I started using worktrees as part of my setup, and have been enjoying what it has to offer.
However, a git push from a worktree burned ~30 seconds of local CPU before
sending a single byte. Which was not expected.
As per usual, the following debug led up to a bunch of fun learnings.
Symptom 🔗
I immediately started running my command with some extra debug setup:
GIT_TRACE_PACKET=1 GIT_TRACE=2 GIT_SSH_COMMAND="ssh -v" git pushAppeared to hang ~30s right after:
debug1: Sending command: git-receive-pack 'ORG/REPO.git'
...
pkt-line.c:85 packet: push< 0000The push< 0000 means “server finished advertising refs.” The client read it
quickly, then spent ~30 seconds in local computation. No packets flow during
that time, so the trace shows nothing. The gap is the bottleneck, not the
packet.
Aside: what push< 0000 means
Read push < 0000 as:
- program
push - direction
<(received from remote) - payload
0000
git’s wire format is pkt-line. Each message is length-prefixed: 4 hex-ASCII
bytes that include themselves. E.g. a 2-byte payload "a\n" is 0006a\n on the
wire. Reserved lengths carry no payload:
0000: flush-pkt (section delimiter, “this block is done”)0001: delim-pkt (protocol v2 separator)0002: response-end-pkt
In a push (pack-protocol v0/v1), the client talks to
git-receive-pack on the server:
- Server sends ref advertisement: one pkt-line per ref it has, e.g.:
<oid> refs/heads/main\0<capabilities> - Server sends
0000flush-pkt (done advertising). - Client sends update commands (
<old-oid> <new-oid> <refname>), a0000, then the packfile with the objects the server needs.
The Transfer Protocols chapter in Pro Git walks through this with examples.
This trace is unfortunately misleading: GIT_TRACE_PACKET only prints when
packets move. After reading the last advertisement packet, git does local work.
No packets means no output. The cursor sits on push< 0000 for ~30 seconds.
A trace stuck on a < line usually means “waiting on server” or “client is
busy locally.” To know which, we will compare real vs user time and check
GIT_TRACE2_EVENT regions.
Investigation 🔗
1. The time is local CPU 🔗
To confirm if the time is spent on packet sending, we can use --dry-run,
which does “everything except actually send the updates.”
$ time git push --dry-run origin HEAD
# real 24.7s user 22.6s sys 0.18sSo the time is spent not sending updates, but somewhere else.
2. Trace2 points at submodules 🔗
We can use GIT_TRACE2_EVENT to get json-formatted telemetry-ready events,
which gives us some useful timing information, especially:
<category>: the broad category of events<t_rel>: the relative time spent on the current region1
$ GIT_TRACE2_EVENT=trace.txt git push --dry-run origin HEAD
$ grep '^{' trace.txt | jq -r 'select(.category and .t_rel) | "\(.category) \(.t_rel)"'
transport_push 1.843025
transport_push 27.665349
transport_push 0.128060
push 30.068257We can see clearly that the ~30 seconds region is push_submodules.
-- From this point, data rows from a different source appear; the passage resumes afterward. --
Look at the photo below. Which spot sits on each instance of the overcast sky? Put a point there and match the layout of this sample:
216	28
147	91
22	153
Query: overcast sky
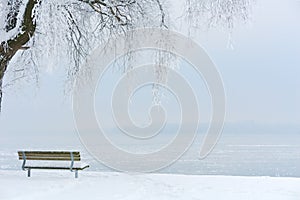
260	74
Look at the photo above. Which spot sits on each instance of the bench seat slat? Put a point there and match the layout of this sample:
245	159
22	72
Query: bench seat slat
50	167
76	158
49	155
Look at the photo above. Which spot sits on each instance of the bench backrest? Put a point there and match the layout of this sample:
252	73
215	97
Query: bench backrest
49	155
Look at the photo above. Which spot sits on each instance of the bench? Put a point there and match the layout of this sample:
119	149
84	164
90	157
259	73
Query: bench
71	156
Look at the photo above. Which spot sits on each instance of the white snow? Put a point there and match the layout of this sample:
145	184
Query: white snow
110	185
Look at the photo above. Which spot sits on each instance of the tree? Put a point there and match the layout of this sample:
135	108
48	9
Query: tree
76	25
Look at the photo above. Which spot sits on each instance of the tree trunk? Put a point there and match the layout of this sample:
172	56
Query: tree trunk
9	48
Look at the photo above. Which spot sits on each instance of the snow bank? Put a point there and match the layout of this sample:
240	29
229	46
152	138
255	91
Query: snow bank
109	185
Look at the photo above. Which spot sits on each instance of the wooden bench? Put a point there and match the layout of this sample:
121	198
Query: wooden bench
71	156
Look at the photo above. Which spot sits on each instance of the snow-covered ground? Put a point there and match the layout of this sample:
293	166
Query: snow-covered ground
111	185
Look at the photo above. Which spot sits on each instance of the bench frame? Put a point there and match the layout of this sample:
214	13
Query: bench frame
51	155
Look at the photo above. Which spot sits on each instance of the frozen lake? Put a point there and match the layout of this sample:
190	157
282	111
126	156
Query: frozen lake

3. A sampling profile confirms the call stack 🔗
Using macOS’s sample, we can look at what the process is actually doing:
$ git push --dry-run origin HEAD & sleep 4
$ sample "$(pgrep -x git | head -1)" 10Truncated result:
Call graph:
8474 Thread_11463894 DispatchQueue_1: com.apple.main-thread (serial)
8474 start (in dyld) + 6992 [0x18dfd7e00]
8474 main (in git) + 40 [0x102d626d4]
8474 cmd_main (in git) + 568 [0x102c9688c]
8474 handle_builtin (in git) + 340 [0x102c96e40]
8474 run_builtin (in git) + 456 [0x102c979c0]
8474 cmd_push (in git) + 3700 [0x102d1f058]
8474 transport_push (in git) + 696 [0x102ec6bec]
8474 push_unpushed_submodules (in git) + 96 [0x102eb2530]
8474 find_unpushed_submodules (in git) + 184 [0x102eb20d0]
8376 collect_changed_submodules (in git) + 252 [0x102eb241c]
+ 8371 diff_tree_combined_merge (in git) + 96 [0x102d8cb94]
+ ! 8358 diff_tree_combined (in git) + 1964 [0x102d8c8e4]
+ ! : 8357 find_paths_multitree (in git) + 148 [0x102d8ca1c]
+ ! : | 8357 diff_tree_paths (in git) + 52 [0x102ec89bc]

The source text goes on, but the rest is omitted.